Item 2.04. |
Triggering Events That Accelerate or Increase a Direct Financial Obligation or an Obligation under an
Off-Balance Sheet Arrangement. |
As previously disclosed, on August
13, 2021 (“Closing Date”), the Company entered into a Loan and Security Agreement (the “Loan and Security Agreement”)
with Western Alliance Bank, pursuant to which, Western Alliance Bank agreed to provide the Company with a term loan facility in the maximum
principal amount of $5,000,000, including (i) a $3,500,000 term loan advanced on the Closing Date and (ii) a $1,500,000 term loan available
upon the Company’s request, subject to certain conditions for the 18-month period following the Closing Date. Amounts outstanding
under the Loan and Security Agreement bear interest at a per annum rate equal to the prime rate plus 0.75%. In addition, the Company is
also required to pay customary fees and expenses.
The
Loan and Security Agreement requires payments of interest only through February 2023. Beginning on March 10, 2023, the Company is required
to make monthly payments of principal and interest, based on a 30-month amortization schedule. All amounts outstanding under the Loan
and Security Agreement will become due and payable on August 10, 2025. The obligations under the Loan and Security Agreement are secured
by substantially all of the assets of the Company except for the Company’s intellectual property.
The
Loan and Security Agreement includes financial covenants, including the requirements that the Company achieve certain EBDA levels and
maintain a certain Adjusted Quick Ratio. The Loan and Security Agreement also includes customary negative covenants, subject to exceptions,
which limit transfers, capital expenditures, indebtedness, certain liens, investments, acquisitions, and dispositions of assets, as well
as customary representations and warranties, affirmative covenants, and events of default, including cross defaults and a change of control
default.
On
April 25, 2022, the Company became aware that an event of default by the Company had occurred by reason of the
Company’s violation of the financial covenant requiring the Company’s trailing three-month EBDA (losses), tested on the last
day of each quarter, to not negatively deviate more than $500,000 from the projected EBDA for the three months ended March 31, 2022 (the
“Event of Default”), as set forth in the Company’s board of directors approved annual operating budget delivered to
Western Alliance Bank pursuant to the Loan and Security Agreement.
As a result of the Event of Default,
Western Alliance Bank had the right to accelerate the outstanding balance of the loans under the Loan and Security Agreement, which as
of April 25, 2022, was $3,506,197.85, including all accrued and unpaid interest and any other amounts owed to Western Alliance Bank including,
without limitation, fees, expenses and penalties, and may increase the applicable interest rate under the Loan and Security Agreement
by 5.00% from and after the occurrence and during the continuance of the Event of Default.
The
Company has not received from Western Alliance Bank a notice of default or a notice of notice of repayment with respect to the outstanding
balance of the loan.
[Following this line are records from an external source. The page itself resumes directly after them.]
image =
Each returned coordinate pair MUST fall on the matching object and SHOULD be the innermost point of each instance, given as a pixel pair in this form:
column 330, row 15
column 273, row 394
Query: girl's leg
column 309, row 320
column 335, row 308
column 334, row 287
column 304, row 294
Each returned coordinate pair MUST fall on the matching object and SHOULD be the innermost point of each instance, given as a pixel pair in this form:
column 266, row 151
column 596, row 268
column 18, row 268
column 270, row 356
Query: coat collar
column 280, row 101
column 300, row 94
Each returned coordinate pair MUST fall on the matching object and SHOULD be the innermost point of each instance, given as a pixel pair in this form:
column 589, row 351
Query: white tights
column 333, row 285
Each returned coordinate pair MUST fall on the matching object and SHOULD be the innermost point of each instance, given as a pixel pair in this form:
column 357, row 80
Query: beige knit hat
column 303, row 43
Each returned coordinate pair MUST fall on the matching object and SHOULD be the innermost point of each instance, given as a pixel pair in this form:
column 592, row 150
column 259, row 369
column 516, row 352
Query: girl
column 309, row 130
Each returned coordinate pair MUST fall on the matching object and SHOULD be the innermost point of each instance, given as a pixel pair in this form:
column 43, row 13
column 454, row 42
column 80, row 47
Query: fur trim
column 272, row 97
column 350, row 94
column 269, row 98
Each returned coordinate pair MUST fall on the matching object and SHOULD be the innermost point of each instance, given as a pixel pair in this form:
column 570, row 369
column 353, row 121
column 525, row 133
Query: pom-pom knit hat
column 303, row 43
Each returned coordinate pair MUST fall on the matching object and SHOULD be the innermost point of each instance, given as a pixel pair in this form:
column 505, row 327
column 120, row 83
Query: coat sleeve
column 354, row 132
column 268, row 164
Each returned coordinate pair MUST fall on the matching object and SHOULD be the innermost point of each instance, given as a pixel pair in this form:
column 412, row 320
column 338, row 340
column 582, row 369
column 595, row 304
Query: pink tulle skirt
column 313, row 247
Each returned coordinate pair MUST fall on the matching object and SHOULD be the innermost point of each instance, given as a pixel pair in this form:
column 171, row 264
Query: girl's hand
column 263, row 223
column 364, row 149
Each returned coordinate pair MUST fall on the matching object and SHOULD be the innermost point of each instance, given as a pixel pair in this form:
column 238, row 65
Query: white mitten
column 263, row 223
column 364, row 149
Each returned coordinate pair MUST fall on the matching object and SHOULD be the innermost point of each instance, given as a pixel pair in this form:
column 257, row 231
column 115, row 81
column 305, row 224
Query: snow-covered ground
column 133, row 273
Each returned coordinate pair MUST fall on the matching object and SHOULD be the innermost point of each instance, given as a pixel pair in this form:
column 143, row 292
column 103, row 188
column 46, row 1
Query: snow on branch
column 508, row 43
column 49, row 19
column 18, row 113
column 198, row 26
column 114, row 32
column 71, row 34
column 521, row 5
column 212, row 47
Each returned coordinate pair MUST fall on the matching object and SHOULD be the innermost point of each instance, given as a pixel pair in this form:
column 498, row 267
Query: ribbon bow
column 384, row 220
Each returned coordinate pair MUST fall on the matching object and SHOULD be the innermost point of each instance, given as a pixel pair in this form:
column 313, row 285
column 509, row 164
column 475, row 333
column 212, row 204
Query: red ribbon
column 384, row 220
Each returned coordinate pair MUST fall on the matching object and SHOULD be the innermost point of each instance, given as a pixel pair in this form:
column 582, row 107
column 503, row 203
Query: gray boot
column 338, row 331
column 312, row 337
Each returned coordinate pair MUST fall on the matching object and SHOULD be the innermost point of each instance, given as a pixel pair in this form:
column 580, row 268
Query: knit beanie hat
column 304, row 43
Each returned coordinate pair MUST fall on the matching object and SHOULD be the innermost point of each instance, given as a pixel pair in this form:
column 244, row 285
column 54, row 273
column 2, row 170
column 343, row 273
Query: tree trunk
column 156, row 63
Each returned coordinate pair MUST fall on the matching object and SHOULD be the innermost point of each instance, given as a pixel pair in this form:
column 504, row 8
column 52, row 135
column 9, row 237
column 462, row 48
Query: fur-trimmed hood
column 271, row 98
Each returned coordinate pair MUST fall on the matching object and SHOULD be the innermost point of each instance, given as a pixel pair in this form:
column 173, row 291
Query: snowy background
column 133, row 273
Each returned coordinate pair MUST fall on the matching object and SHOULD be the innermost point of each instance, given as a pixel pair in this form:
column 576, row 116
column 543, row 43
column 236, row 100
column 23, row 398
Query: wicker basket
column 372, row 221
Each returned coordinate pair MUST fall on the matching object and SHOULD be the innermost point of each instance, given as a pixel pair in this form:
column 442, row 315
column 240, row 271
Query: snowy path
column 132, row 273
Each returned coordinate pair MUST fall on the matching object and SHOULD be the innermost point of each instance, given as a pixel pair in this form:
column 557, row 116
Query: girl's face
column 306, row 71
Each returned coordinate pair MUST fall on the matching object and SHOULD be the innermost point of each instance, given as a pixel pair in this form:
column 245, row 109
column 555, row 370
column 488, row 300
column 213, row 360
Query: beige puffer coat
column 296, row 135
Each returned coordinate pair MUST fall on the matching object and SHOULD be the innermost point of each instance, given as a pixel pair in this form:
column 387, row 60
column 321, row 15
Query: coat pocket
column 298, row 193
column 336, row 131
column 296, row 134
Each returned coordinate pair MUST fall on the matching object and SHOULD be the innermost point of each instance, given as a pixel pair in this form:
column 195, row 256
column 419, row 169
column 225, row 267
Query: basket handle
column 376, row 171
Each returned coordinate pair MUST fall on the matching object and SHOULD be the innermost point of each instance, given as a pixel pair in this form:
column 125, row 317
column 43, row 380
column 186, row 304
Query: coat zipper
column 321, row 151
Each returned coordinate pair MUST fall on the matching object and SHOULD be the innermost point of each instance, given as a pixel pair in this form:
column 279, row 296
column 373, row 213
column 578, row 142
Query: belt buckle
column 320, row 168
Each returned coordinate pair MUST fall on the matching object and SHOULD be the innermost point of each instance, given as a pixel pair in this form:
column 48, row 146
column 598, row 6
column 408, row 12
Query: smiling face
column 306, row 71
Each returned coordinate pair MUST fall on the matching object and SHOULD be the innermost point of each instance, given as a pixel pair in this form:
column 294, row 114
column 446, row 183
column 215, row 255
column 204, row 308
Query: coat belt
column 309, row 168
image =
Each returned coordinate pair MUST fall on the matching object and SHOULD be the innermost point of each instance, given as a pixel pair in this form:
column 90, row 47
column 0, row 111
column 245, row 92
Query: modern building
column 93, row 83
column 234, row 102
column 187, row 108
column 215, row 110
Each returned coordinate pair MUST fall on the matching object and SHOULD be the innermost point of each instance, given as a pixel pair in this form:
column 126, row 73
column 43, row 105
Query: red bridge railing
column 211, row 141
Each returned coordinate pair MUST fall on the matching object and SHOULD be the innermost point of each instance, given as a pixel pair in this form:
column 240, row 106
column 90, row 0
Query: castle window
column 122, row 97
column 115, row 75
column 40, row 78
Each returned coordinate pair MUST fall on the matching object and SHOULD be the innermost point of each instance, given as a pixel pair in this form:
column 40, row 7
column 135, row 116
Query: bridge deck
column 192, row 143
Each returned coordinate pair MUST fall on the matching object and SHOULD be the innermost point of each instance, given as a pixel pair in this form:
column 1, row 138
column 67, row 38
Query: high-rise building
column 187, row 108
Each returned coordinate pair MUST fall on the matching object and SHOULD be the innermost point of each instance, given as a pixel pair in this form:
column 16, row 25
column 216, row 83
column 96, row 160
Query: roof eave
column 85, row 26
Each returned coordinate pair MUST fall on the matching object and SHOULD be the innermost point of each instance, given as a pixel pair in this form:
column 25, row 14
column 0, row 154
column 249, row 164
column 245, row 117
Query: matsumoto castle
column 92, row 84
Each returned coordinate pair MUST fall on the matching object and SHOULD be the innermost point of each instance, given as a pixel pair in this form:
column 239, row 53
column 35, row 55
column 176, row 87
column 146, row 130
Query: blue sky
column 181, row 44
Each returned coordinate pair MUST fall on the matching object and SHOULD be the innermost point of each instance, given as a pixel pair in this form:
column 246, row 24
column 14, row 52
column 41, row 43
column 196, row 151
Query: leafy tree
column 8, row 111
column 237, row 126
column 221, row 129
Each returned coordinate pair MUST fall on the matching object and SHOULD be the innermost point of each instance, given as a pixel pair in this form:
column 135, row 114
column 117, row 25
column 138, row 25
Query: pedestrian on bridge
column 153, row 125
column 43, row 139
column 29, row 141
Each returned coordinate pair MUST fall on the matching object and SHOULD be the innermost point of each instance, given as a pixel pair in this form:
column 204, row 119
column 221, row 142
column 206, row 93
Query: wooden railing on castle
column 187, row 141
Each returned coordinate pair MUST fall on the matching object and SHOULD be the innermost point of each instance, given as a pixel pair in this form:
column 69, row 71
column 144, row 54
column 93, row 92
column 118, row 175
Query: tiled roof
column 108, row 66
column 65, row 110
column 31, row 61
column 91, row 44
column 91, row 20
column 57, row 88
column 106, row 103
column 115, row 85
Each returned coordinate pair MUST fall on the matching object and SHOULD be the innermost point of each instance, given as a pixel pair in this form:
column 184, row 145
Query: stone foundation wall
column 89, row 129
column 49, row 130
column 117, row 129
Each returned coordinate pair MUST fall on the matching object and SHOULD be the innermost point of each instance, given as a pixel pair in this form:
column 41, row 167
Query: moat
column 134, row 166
On April 29, 2022, the Company and Western Alliance Bank entered into
the Waiver, pursuant to which, Western Alliance Bank agreed to waive
the Event of Default and the Company agreed to release Western Alliance Bank from all claims from the beginning of the time through and
including the date of the Waiver, whether they relate to the Loan and Security Agreement, the covenants or any other claims that the Company
ever had or currently has against Western Alliance Bank.
The
foregoing description of the Waiver is qualified in its entirety by reference to the full text of the Waiver, which is attached as Exhibit
10.1 to this Current Report on Form 8-K.